Cuando se combinan los indicadores básicos que proporciona Eurostat de condiciones de la vivienda, espacio, dotación tecnológica, entorno y estrés económico asociado a la vivienda, casi quince de cada cien hogares en España están en situación de privación, una cifra que solo es peor en seis países de la UE-28.

Al problema de las condiciones de la vivienda se añade el de las dificultades de acceso. La relación entre el precio de la vivienda y la renta disponible media de los hogares españoles no ha dejado de crecer desde 2015 y ha seguido haciéndolo en la pandemia. Por otra parte, el mercado de alquiler fue una modalidad en la que muchas familias se refugiaron tras la gran recesión, cuando se hizo más difícil obtener préstamos, pero los precios registraron subidas importantes. Justo antes del inicio de la COVID-19, más de una quinta parte de la población vivía en hogares sobrecargados por el coste de la vivienda.

Esta acumulación de problemas ha llevado al primer plano del debate político las dificultades para garantizar el acceso a un bien tan básico. La mayoría de los países de la UE cuentan con algún tipo de subsidio para que las familias con menor renta puedan hacer frente a los gastos de mantenimiento o acceso. Son muy acusadas, sin embargo, las diferencias en la inversión de recursos públicos y en la evolución de este gasto, que en España es menos de la mitad de la media de la UE-28 y que disminuyó, además, a diferencia de la mayoría de los países europeos, durante la última crisis.

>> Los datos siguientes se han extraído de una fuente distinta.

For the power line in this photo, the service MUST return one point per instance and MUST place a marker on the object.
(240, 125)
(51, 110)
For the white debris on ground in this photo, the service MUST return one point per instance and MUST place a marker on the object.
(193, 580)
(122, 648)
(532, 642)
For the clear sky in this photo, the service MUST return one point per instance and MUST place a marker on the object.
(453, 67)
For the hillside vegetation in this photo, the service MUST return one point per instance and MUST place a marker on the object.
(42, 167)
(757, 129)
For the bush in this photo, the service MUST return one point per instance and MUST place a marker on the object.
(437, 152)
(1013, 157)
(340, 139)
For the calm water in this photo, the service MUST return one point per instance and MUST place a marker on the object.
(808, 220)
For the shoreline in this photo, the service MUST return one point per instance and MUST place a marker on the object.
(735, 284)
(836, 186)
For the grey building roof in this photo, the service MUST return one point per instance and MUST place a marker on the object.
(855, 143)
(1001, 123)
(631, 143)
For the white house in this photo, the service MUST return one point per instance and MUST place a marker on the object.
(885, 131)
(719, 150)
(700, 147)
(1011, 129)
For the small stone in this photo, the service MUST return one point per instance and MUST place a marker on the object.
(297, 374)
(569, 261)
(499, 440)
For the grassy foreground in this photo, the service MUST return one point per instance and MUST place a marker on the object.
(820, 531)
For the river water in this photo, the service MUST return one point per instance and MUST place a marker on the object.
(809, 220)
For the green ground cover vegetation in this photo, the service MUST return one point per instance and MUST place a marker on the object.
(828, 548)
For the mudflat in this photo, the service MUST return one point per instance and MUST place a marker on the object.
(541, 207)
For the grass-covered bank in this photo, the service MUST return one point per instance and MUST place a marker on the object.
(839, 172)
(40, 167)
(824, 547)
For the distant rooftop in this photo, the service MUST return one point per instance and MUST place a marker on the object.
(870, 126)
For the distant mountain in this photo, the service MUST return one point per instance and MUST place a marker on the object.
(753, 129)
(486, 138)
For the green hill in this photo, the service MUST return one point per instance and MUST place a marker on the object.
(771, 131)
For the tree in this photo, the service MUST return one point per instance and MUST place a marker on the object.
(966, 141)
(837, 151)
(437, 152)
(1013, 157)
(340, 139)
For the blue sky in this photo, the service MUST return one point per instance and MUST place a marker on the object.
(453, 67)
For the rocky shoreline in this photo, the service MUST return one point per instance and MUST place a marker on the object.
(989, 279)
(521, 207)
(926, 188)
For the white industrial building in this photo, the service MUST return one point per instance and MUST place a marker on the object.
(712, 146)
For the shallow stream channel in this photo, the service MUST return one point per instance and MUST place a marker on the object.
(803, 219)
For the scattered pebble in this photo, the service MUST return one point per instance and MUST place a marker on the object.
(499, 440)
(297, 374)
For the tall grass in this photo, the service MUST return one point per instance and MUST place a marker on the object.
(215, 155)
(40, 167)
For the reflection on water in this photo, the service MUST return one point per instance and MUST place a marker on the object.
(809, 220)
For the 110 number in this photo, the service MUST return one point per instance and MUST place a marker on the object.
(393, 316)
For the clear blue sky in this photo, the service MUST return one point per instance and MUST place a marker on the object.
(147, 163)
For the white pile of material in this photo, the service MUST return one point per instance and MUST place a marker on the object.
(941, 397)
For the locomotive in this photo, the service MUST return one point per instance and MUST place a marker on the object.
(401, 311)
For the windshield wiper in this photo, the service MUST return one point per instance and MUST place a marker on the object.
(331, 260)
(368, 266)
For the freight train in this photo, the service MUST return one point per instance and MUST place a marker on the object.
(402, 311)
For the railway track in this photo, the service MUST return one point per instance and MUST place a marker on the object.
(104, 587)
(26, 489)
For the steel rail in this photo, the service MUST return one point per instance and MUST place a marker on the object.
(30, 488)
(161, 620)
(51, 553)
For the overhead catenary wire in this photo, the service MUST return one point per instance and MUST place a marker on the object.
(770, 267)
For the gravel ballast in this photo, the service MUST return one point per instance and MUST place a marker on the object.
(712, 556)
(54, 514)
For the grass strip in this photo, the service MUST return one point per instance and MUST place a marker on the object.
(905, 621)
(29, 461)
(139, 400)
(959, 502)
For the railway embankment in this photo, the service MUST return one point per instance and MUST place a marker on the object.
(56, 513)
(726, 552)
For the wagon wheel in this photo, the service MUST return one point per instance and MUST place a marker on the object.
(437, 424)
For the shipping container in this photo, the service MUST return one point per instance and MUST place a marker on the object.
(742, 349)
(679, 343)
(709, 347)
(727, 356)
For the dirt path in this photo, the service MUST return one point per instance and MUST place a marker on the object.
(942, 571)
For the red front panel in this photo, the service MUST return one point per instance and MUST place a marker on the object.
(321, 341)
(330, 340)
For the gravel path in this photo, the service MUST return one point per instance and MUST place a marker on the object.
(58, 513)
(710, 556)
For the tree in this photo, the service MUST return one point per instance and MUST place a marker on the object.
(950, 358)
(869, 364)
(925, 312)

Los decisores públicos han puesto el foco, recientemente, en el control de los precios de los alquileres, siguiendo la estela de algunas ciudades europeas, con su introducción en algunos ayuntamientos españoles y su consideración por parte del gobierno central dentro de la anunciada futura Ley de Vivienda. Aunque no parece que este mercado tienda a autorregularse con tanta facilidad como suele proclamar el sector privado para rechazar los controles de precios, no hay que minimizar la posible reducción de la oferta o el hecho de que los propietarios decidieran mantener los pisos en condiciones de peor calidad, al no poder recuperar a través del precio los costes de mantenimiento. Hay que tener en cuenta también que hay en él una presencia muy alta de pequeños propietarios y que el efecto, como muestra la evidencia para otros países, puede no resultar progresivo, además de impulsar otros mercados, como el de los pisos turísticos, que en algunas grandes ciudades han encarecido el alquiler.

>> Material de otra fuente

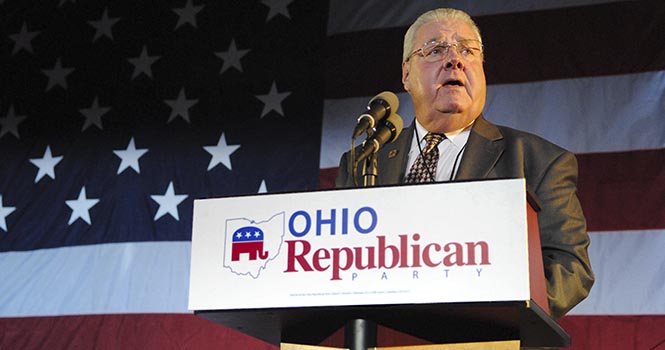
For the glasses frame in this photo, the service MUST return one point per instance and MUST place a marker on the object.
(446, 45)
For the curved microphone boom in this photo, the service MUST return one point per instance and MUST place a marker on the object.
(386, 132)
(378, 108)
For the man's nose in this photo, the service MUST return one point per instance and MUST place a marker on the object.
(453, 61)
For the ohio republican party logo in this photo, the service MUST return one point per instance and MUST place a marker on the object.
(249, 246)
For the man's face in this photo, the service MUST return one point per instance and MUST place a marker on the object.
(449, 94)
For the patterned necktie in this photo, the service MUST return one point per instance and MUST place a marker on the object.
(424, 169)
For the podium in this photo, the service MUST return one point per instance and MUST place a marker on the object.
(448, 263)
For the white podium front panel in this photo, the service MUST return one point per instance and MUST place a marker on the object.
(434, 243)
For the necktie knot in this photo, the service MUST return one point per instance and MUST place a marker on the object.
(433, 140)
(424, 169)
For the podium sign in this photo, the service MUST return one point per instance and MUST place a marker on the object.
(379, 246)
(449, 263)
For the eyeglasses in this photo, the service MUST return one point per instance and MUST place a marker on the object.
(435, 50)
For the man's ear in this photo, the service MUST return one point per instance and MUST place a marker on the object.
(405, 75)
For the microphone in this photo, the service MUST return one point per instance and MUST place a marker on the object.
(386, 132)
(379, 107)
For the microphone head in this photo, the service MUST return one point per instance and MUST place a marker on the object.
(397, 125)
(388, 98)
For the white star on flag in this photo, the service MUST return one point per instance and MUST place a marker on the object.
(10, 123)
(262, 187)
(187, 14)
(23, 39)
(273, 100)
(180, 106)
(80, 207)
(130, 157)
(93, 115)
(4, 212)
(103, 25)
(57, 75)
(221, 153)
(168, 203)
(143, 63)
(277, 7)
(46, 164)
(231, 57)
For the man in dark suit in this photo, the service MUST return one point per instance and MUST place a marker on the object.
(442, 70)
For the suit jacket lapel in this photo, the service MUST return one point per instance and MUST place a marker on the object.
(483, 150)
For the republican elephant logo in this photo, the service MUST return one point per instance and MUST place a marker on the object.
(248, 240)
(251, 245)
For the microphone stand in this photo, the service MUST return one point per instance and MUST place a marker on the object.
(370, 171)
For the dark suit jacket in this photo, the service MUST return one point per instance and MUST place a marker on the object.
(550, 171)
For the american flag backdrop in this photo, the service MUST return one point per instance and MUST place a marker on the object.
(115, 116)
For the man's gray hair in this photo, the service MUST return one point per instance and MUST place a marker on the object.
(441, 14)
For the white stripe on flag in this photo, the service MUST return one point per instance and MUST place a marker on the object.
(96, 279)
(348, 16)
(630, 274)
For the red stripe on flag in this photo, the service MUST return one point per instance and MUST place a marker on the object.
(618, 191)
(615, 332)
(623, 190)
(136, 331)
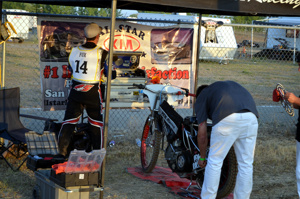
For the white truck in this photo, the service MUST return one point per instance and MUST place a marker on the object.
(217, 37)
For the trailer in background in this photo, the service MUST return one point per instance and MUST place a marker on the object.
(21, 23)
(281, 43)
(217, 36)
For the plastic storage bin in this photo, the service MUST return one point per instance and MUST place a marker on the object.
(80, 161)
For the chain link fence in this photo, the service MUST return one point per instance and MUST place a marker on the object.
(256, 56)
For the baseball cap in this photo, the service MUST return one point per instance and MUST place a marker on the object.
(92, 30)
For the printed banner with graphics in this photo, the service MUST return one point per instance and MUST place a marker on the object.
(164, 52)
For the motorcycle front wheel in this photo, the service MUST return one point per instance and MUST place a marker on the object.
(150, 145)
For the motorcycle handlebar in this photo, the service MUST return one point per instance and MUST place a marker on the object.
(139, 86)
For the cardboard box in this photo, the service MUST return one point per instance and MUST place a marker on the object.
(47, 189)
(75, 179)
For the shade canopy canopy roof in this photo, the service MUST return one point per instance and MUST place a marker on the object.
(218, 7)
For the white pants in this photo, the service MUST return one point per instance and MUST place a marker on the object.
(240, 130)
(298, 166)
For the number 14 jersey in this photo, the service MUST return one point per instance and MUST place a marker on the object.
(85, 64)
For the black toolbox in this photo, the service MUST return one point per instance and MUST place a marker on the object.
(42, 149)
(81, 169)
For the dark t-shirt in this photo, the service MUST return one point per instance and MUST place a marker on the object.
(221, 99)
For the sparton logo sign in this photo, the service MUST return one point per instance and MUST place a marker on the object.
(296, 3)
(123, 43)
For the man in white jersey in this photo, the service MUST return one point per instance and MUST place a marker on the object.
(87, 65)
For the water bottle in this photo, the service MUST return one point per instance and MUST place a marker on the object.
(138, 142)
(141, 96)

Parece conveniente, por tanto, explorar otras actuaciones dirigidas a aumentar la oferta. Del análisis comparado destaca el alcance mucho más limitado de la proporción de vivienda protegida en alquiler en España. Desde mediados de los años ochenta, la vivienda protegida ha ido reduciendo su peso sobre el total, especialmente la de nueva construcción, que ha bajado en los últimos años del 10 por ciento, y con un alcance mucho menor de la destinada al alquiler. Pese a los costes que puede tener el aumento del parque de vivienda social en alquiler, para lo que habría que potenciar la colaboración público-privada, parece que este debería ser uno de los ejes de referencia para suavizar el desajuste en el mercado de vivienda en alquiler y, con ello, las desigualdades de acceso a un bien tan básico.